Convinced he had the right person, the officer stepped closer. “American Jonathon Bradford, do you know…” To make sure he had the information correct the officer removed a piece of paper from the breast pocket of his uniform and looked at it, trying to pronounce the word on the paper.

Shifting his eyes to the paper, Jonathon saw the handwritten name. Severino Mayuri Quispe. Inside, his blood chilled. “Yes, I know Severino.”

“You come to station then.” The police officer touched the paper, pointing at the name. “We have this person.”

No more explanation. No more information. The police just stepped aside and expected Jonathon to fall into step between their rifles and pistols.

Twenty minutes later, Jonathon sat in a private room at the crowded police station, waiting. No one would answer his questions about why they had Severino or where Delia was. He didn’t know anything—only that his emotions twisted like corded wire inside him. The hammering in his chest had not stopped since he’d opened his hotel door and now it seemed as if it would break through his rib cage. If Severino had been arrested for something…
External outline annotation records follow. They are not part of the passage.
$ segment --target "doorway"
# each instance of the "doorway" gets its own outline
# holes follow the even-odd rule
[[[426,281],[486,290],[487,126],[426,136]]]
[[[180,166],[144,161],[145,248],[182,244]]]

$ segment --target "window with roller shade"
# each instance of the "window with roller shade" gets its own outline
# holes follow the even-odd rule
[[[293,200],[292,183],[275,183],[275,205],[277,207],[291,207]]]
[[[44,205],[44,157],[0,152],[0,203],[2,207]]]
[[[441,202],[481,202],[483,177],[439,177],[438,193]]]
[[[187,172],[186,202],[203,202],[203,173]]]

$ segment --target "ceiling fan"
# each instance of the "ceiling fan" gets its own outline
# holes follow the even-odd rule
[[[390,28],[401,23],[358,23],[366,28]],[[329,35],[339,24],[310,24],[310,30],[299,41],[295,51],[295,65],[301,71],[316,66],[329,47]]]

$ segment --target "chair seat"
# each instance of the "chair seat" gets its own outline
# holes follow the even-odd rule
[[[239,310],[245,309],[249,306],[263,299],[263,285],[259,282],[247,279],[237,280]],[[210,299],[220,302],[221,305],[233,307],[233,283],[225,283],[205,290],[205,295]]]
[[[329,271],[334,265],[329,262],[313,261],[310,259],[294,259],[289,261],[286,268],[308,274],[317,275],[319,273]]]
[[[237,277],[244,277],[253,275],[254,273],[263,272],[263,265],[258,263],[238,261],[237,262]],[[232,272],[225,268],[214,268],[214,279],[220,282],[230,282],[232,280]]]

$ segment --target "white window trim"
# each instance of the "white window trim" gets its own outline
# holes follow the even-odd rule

The door opened and two police officers entered, escorting Severino. Coming to his feet, Jonathon felt his body sway at the sight of Severino’s battered face and body, his bloodied clothes. He stepped forward, awash with concern. “Severino, what happened?”

Dark eyes filled with pain and glistening with tears met Jonathon’s. “Delia’s gone. They took her. I tried to stop them, but I couldn’t!”